And why does your child need it?
In a general way, Number Sense is being able to play with numbers. Play is pleasure, so if you have Number Sense, you are sure to enjoy Mathematics.
You gain Number Sense through experience, experimentation, discovery – in a word, adventure. The teacher, the parent, the mentor is there to guide, not to inflict dogma upon the learner.
In the past, many people’s Number Sense remained undeveloped. It was like a seed in the dark earth that did not have enough energy to sprout through to the beauteous sunlight.
In the past, mathematics was taught in an authoritarian manner. This meant that facts, facts, facts, had to be drummed into the child. The possibility that a child could be shown why said facts were interesting, indeed, thrilling, did not occur to the curriculum-makers. For the child was not a subject whose curiosity and awe and sense of personal power should be sparked. Rather, the child was an object upon which must be imposed strict, lacklustre facts and moth-eaten algorithms.
I remember as an eight-year-old calculating miles per gallon. I was a bit young to get my licence at that point! It did not occur to text-book composers that arithmetic lessons should be designed to be useful, to be relevant to the child’s experience. This would have made the lessons meaningful. The problem is, when learning is meaningless, none of us takes in very much, no matter what age we are. Passive learning is boring to the point of tears. Passive learning requires constant assessment. Active learning requires very little assessment because the teacher knows exactly where each student is. This is because rather than requiring 90% pencil-and-paper tasks, or 85% onscreen work, active learning involves the following socially dynamic self-expression of a student: discovery, discussion, argument, proving, team collaboration, experimenting with different strategies, getting things wrong and discussing why, building with a variety of math tools and construct systems, drawing visual representations, teaching peers, presentation, videoing, and application to a real child's experience.
In this way, every child gains a solid Number Sense. Did you know that Number Sense makes math a whole lot easier? In the old way, a student obeys instructions rigidly. Rigid calculations can be laborious. With Number Sense, thinking is fluid and flexible. Let me give you an example:
Your 2 invoices say you have spent $97 and then $16. Do you have enough money to pay them?

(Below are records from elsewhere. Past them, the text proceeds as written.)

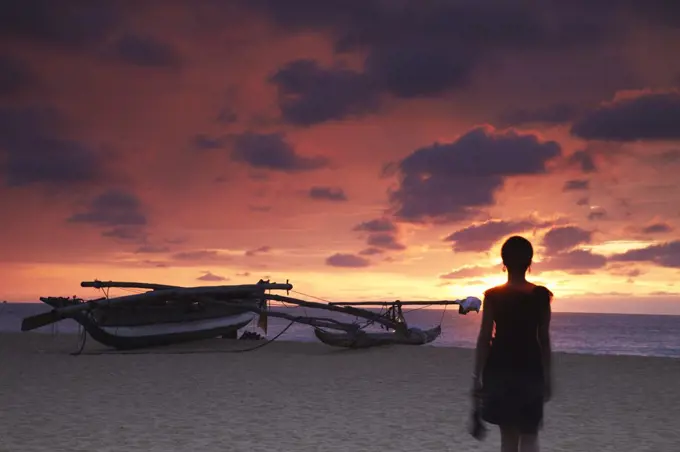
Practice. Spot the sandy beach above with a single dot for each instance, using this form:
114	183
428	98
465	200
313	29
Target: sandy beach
308	397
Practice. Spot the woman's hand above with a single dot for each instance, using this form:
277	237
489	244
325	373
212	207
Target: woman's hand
547	390
476	391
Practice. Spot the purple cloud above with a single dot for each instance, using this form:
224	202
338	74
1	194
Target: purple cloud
257	251
665	255
377	225
310	94
112	208
657	228
385	240
482	236
453	181
578	262
467	272
565	238
208	276
272	152
646	117
576	185
327	194
347	260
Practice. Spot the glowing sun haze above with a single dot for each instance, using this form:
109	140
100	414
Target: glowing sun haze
361	149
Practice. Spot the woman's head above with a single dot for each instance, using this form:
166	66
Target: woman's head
517	254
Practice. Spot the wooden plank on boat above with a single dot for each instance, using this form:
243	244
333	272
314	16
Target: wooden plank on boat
245	291
365	339
388	303
129	285
358	312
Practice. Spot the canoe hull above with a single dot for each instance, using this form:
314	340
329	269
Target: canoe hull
131	337
134	328
363	339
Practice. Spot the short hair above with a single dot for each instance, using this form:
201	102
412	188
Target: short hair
517	253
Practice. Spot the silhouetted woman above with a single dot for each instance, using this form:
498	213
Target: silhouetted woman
512	373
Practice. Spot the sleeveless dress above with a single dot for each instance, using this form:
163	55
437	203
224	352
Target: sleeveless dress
512	377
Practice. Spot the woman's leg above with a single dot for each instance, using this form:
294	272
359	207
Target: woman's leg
509	439
528	443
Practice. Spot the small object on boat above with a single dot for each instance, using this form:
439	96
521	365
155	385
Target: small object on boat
251	335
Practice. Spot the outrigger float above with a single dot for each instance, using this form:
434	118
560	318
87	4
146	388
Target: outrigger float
170	314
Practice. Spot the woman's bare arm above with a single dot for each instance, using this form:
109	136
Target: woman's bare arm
546	348
483	340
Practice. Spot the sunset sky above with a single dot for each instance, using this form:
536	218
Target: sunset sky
362	149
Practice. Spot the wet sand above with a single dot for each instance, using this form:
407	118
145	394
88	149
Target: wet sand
308	397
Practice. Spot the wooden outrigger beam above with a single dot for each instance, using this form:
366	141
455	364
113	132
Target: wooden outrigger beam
397	302
246	291
129	285
357	312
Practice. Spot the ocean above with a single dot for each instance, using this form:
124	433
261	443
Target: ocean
609	334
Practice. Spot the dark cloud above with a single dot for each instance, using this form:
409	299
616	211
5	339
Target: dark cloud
565	238
74	24
385	240
257	251
134	233
665	255
467	272
34	152
113	208
347	260
417	69
453	181
427	48
152	249
597	213
198	255
310	94
576	262
371	251
327	194
584	160
482	236
15	76
576	185
653	116
271	151
672	156
227	116
208	276
202	142
657	228
551	114
146	51
377	225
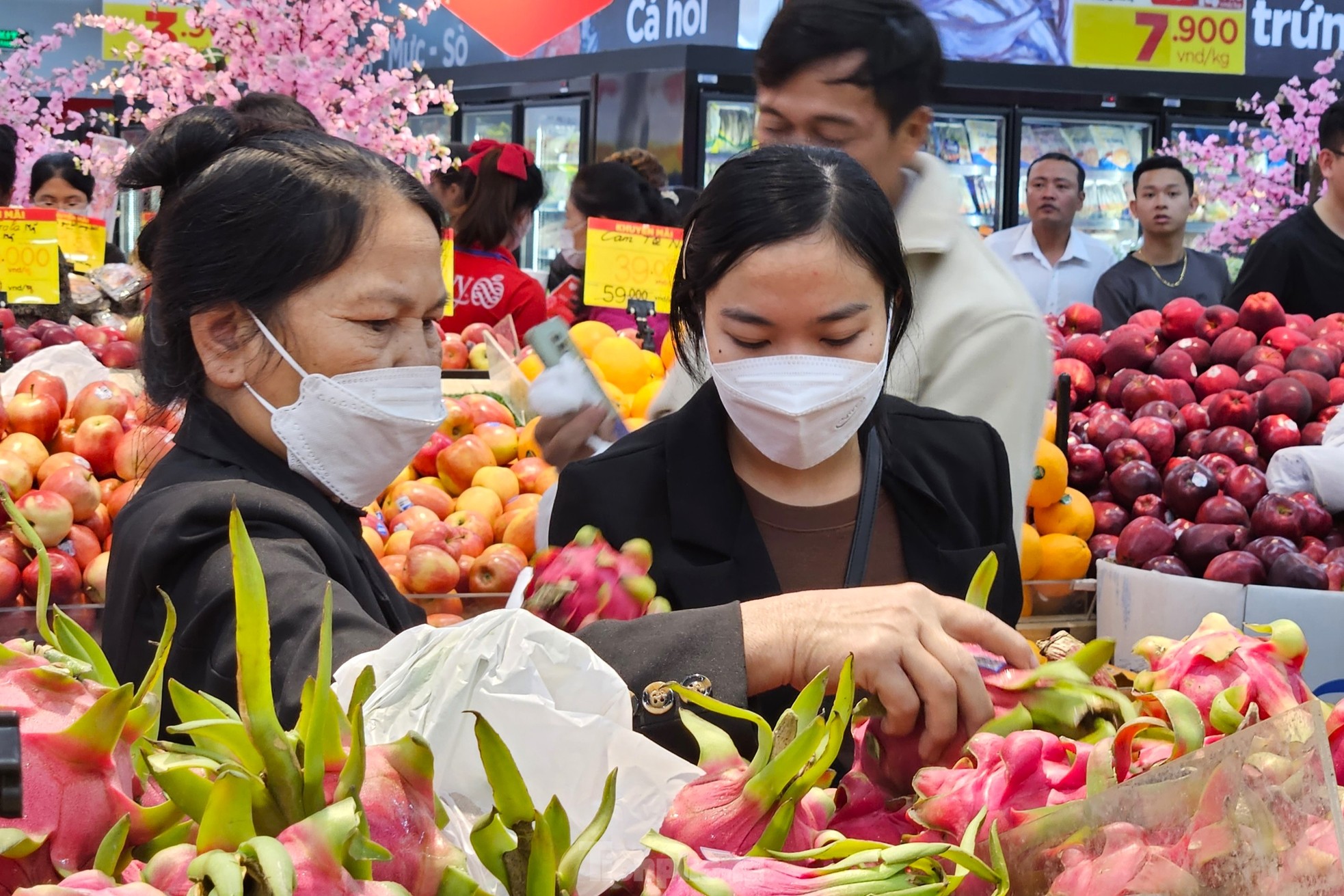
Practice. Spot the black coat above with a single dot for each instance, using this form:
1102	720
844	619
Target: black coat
175	535
672	483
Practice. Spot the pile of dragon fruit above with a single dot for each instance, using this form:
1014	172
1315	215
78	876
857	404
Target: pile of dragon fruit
228	802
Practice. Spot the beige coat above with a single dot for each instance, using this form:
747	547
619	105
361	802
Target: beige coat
976	344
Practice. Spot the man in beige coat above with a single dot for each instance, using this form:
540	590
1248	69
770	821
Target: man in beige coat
859	76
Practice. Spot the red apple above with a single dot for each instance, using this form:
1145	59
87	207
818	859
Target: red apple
1079	318
1277	431
1086	467
97	439
427	460
1187	488
1217	379
1233	407
1121	452
1086	349
1144	539
431	570
1233	442
1230	347
49	513
98	399
1289	396
66	580
1179	318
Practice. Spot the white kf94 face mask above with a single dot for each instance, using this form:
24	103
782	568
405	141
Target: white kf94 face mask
353	433
798	410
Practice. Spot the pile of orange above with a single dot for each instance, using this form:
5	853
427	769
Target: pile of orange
1054	543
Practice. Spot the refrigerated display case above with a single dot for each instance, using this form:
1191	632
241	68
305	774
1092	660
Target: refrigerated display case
1107	150
971	144
554	132
729	129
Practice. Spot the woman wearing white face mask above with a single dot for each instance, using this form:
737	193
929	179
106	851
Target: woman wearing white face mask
790	477
59	183
296	285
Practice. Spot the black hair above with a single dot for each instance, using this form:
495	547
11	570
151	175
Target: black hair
495	200
275	112
902	57
1164	163
615	190
1332	126
64	165
246	218
1060	156
773	195
8	159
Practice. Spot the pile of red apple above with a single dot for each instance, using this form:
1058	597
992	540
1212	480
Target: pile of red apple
72	465
108	344
1174	420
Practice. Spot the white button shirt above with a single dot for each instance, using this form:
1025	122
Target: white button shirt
1054	286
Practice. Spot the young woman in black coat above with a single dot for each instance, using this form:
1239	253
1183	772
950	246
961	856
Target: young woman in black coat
792	474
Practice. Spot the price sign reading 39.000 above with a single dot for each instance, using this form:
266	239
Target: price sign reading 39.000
30	264
630	261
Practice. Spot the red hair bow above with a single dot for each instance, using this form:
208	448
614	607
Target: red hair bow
513	157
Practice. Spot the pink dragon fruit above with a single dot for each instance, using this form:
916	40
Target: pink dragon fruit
1128	865
1008	777
589	581
1225	670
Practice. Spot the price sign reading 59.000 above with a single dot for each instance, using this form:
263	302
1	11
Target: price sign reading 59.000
1160	38
631	261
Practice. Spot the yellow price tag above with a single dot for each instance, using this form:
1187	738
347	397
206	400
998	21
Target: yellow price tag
30	265
631	261
445	262
1159	38
82	239
160	18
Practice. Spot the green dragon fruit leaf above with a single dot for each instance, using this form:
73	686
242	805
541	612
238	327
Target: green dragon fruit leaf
511	797
978	594
319	730
228	821
567	869
109	856
256	703
492	841
558	822
541	861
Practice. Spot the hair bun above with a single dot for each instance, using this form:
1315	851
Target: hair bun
180	148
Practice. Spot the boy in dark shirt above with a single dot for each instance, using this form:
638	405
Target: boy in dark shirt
1161	268
1302	260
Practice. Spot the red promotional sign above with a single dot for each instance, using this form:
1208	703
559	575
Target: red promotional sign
518	27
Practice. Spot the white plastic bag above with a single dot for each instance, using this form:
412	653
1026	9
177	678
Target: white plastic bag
562	711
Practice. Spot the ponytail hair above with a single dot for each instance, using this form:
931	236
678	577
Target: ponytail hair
615	190
495	198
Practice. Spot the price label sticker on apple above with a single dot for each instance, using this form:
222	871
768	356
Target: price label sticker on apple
30	262
445	262
631	261
82	239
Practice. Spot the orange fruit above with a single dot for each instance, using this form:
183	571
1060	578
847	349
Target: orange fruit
1071	515
640	405
623	364
1062	558
531	367
1030	552
587	335
1050	476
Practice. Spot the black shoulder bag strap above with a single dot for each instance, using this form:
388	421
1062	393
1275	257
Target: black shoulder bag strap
858	567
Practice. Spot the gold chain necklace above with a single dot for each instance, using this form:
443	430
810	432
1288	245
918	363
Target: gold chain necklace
1185	261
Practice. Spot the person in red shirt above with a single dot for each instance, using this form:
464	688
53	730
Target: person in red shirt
503	189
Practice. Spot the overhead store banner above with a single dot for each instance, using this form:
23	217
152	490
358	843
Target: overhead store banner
1161	37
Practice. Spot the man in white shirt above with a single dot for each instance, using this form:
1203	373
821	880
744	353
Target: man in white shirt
1056	262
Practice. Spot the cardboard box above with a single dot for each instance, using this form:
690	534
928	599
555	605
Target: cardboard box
1133	603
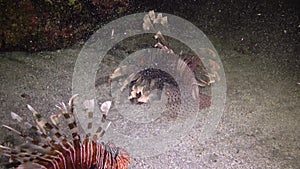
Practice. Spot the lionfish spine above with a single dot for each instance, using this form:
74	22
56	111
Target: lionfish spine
56	148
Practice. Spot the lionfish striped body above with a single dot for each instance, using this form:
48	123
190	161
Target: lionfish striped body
58	149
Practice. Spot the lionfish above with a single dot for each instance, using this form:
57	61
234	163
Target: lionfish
58	149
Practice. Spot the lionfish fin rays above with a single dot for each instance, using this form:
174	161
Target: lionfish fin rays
53	149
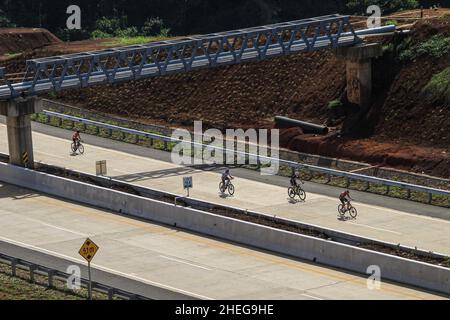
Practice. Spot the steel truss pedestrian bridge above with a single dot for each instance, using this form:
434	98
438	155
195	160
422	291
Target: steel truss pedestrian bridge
179	55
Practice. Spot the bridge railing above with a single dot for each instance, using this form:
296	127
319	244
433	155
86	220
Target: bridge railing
264	159
181	55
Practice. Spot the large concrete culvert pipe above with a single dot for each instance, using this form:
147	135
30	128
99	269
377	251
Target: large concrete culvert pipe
284	123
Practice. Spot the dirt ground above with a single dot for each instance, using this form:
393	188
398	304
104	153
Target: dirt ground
401	130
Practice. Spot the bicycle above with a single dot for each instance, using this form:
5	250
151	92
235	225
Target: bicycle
297	191
229	187
77	147
348	208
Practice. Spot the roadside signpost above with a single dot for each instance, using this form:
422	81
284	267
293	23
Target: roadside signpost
100	168
88	251
188	184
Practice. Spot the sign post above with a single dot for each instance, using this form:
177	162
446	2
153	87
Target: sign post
187	184
88	251
100	168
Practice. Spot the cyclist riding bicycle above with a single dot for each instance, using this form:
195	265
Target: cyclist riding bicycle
294	178
226	177
343	198
76	138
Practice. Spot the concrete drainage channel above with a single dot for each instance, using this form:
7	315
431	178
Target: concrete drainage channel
323	246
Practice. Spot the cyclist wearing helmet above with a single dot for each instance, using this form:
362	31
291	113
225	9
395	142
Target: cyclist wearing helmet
76	138
343	198
294	177
226	177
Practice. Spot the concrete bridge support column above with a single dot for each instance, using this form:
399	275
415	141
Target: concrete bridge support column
17	113
359	71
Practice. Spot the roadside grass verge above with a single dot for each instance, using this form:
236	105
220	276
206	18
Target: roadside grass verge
20	287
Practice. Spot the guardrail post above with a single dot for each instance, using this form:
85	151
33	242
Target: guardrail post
51	274
32	268
110	293
14	266
133	297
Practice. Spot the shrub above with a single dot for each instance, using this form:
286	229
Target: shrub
438	88
108	25
332	105
127	33
154	27
98	34
437	46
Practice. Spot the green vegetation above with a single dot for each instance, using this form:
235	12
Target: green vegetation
132	41
438	88
437	46
11	55
334	104
128	35
20	287
182	17
391	22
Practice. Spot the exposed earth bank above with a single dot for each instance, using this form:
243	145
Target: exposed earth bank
404	128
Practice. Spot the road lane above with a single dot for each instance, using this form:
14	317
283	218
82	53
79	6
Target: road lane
199	266
392	225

Now, we could grab a pencil and make an algorithm: $97.00
+ $16.00
But oh dear, what if you were in a restaurant and had to do it quickly in your head? 97 + 16
You could take 3 from the 16 to make the first number 100. To the 100, add the number left over, which is 13. The answer is $113.00 You have just decomposed the number 16! And you have recomposed the number 97! Is the calculation less formidable now? Simples.
Computation has become suddenly easier. You have not ‘learned’ more in the formal sense. You have not memorized a number fact, no way, José! You have merely seen numbers differently. An analogy of this difference is the Japanese concept of ma: 間
Ma tells us to look at the negative space and then we may think differently. You can see what I mean by this image:
In Sydney Math, from their youngest years, children are taught to see numbers in such a way that they can decompose numbers and compose new numbers not only with ease, but with glee! That is what you did above – you decomposed the second number to make a first number that was much easier to work with (100) and then you only had to look and see that the second number was now 13, and add. Or, if we put 97 + 16 in terms of the ma 間, what happened is that you saw that the number 97 had a negative space of 3. If that was filled in, you would be able work with the number 100 as easy as pie. What you had left was 13, and swiftly, you knew the answer: $113.00 Imagine if you regularly decomposed and recomposed numbers. How natural your mental computation would become! How pleased you would secretly feel with yourself!
After running a ‘joust’ in Sydney Math class, we sometimes take a 3-minute break with the 8-year-olds to dance out our happiness - to music such as Abba’s Dancing Queen.
When we do subitizing (the skill of recognizing numbers within one second, without counting them) with pre-schoolers, we ask the child to notice not only how many, but sometimes, how many are missing? We use the word ma, and often children are in the mood to paint the Japanese character 間. This is the first step in teaching children to think about and to see numbers flexibly.
I will quote the brilliant UK professor, Jo Boaler, to drive home how crucial is the need for Number Sense (The Elephant in the Classroom, Jo Boaler, 2015, Souvenir Press, UK, page 135):
“What we learn from research is that the high achieving students don’t just know more but they work in very different ways – and critically, they engage in flexible thinking when they work with numbers, decomposing and recomposing numbers.
The researchers drew two important conclusions from their findings. One was that low achievers are often thought of as slow learners, when in fact they are not learning the same things slowly, they are learning a different mathematics. The second is that the mathematics that low achievers are learning is a more difficult subject.”
What is Number Sense? Number Sense is the ability to be flexible with numbers. It is the ability to see the relationships between numbers, and to be eager to discover new ways of manipulating these relationships in order to make math easier and exciting.